1. receive raw audio from a network/internet stream (done)
2. Test the packets to be sure they have viable audio content (done)
3. write the audio bytes to the AudioInputStream property of the Recognizer
object (?????)
4. Raise events when the spoken word as are recognized (done)
The test above works perfectly when the incoming audio is first written as a
RIFF/wav file and then fed to the speech engine. THIS IS CLEARLY A BAD WAY TO
INPUT THE SPEECH:-)
Can anyone help me?
--
Jon L. Arking, SCJP, MCSD
Jon,
you may want to (cross-)post your SAPI related questions to:
microsoft.public.sapi5.beta
--
Best Regards
Andreas Marschall
Microsoft MVP for TAPI / Windows SDK
TAPI / TSP Developer and Tester
http://www.I-B-A-M.de/Andreas_Marschall's_TAPI_and_TSPI_FAQ.htm
* Please post all messages and replies to the newsgroup so all may
* benefit from the discussion. Private mail is usually not replied to.
* This posting is provided "AS IS" with no warranties, and confers no rights.
Jon,
this was the only SAPI newsgroup I found on msnews.microsoft.com newsserver.

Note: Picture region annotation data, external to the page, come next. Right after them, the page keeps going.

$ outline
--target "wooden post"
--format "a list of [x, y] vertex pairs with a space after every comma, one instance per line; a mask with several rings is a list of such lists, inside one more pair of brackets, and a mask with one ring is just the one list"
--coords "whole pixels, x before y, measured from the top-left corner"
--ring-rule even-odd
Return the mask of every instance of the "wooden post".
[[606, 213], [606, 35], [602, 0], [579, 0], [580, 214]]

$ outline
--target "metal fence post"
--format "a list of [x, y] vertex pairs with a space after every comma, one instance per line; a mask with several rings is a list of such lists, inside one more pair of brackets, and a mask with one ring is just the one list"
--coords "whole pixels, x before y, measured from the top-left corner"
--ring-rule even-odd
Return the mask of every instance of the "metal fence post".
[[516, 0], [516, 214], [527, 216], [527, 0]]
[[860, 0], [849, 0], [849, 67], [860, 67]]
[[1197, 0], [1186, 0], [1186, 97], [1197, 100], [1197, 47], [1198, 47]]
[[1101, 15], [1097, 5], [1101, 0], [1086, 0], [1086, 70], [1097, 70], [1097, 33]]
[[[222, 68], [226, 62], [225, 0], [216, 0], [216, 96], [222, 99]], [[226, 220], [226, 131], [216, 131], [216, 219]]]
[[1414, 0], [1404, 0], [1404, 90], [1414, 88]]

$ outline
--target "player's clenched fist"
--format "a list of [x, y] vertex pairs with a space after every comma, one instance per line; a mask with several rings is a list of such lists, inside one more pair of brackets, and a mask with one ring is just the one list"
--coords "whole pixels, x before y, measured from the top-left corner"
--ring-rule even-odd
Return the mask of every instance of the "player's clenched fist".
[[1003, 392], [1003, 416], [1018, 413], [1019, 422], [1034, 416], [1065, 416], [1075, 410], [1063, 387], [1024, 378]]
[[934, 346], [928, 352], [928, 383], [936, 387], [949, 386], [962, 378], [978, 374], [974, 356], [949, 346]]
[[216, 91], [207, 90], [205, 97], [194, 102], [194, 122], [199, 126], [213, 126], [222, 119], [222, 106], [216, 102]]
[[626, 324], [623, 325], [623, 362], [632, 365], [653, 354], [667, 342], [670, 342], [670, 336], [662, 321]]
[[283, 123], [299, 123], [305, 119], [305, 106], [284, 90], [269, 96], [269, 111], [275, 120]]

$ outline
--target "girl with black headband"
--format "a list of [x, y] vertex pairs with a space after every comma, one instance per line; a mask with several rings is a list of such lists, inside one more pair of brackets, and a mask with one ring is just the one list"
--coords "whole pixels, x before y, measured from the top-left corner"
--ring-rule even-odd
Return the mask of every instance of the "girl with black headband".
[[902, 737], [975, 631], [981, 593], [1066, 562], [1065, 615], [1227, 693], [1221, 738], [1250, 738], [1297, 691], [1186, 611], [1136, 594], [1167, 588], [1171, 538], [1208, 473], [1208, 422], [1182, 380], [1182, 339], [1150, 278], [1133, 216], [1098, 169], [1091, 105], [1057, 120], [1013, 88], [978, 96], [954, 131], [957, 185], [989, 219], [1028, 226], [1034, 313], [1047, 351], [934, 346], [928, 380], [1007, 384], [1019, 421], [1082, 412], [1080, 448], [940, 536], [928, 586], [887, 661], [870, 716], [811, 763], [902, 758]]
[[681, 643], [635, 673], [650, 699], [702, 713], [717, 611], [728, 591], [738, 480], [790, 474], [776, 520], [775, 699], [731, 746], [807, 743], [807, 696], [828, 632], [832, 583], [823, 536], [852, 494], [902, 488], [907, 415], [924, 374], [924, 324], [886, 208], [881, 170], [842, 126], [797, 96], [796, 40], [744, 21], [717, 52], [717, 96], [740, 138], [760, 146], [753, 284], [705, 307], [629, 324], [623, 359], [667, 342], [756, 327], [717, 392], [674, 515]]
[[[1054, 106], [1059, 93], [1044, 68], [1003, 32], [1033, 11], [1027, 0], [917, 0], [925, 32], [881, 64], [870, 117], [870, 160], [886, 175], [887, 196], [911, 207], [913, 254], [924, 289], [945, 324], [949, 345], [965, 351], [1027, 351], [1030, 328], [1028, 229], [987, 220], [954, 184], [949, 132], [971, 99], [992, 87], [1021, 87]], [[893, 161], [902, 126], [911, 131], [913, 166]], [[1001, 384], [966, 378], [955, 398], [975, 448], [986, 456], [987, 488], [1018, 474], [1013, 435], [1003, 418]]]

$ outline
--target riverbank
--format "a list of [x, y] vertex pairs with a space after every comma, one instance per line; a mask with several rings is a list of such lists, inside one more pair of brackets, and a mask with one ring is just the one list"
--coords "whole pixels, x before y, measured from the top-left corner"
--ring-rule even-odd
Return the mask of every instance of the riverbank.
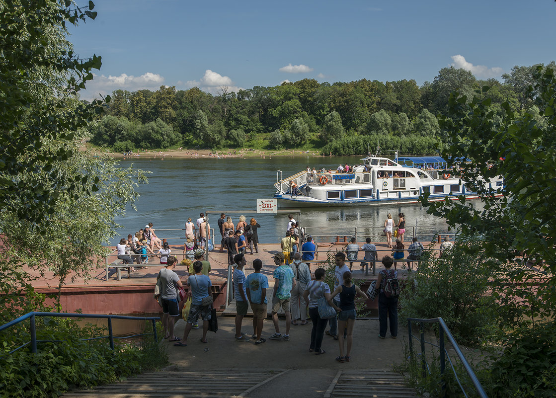
[[[100, 151], [93, 153], [95, 155], [101, 153]], [[102, 152], [106, 155], [106, 152]], [[215, 159], [260, 158], [271, 159], [275, 157], [298, 157], [322, 156], [319, 151], [300, 151], [299, 150], [274, 150], [271, 151], [255, 149], [227, 149], [214, 151], [213, 150], [186, 149], [166, 150], [165, 151], [136, 151], [131, 155], [124, 155], [117, 152], [107, 152], [115, 158], [121, 159], [147, 158], [163, 160], [165, 158], [177, 158], [182, 159], [213, 158]], [[330, 156], [330, 155], [328, 155]]]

There a some others regarding speech:
microsoft.public.netspeechsdk
microsoft.public.speech_tech
microsoft.public.speech_tech.sdk
The best place to post questions about SAPI 5.1 is to
microsoft.public.speech_tech.sdk. Various Microsoft employees {and other
helpful people} monitor these newsgroups but unfortunately not every message
gets responded to.
To answer your question a little bit: if you're not using TAPI; and you want
the data to be streamed in real-time {i.e. not waiting for all the audio to
be streamed and then sending to the engine, then you need to implement your
own SAPI audio object. This is a COM object that implements the ISpAudio
interface, which allows SAPI to call the Read() method to read data from the
engine. The ISpAudio interface is documented in the SAPI 5.1 help. However,
writing an object like this is not necessarily simple, and requires a
reasonable understanding of COM and threading. There a sample in the SDK
called Simple Audio that is an example audio object of this type, and a
couple of help pages in the SDK help may be also be useful: "Using Sample
Audio Object" {in the "Whitepapers" section}, and "AudioApp for VisualBasic"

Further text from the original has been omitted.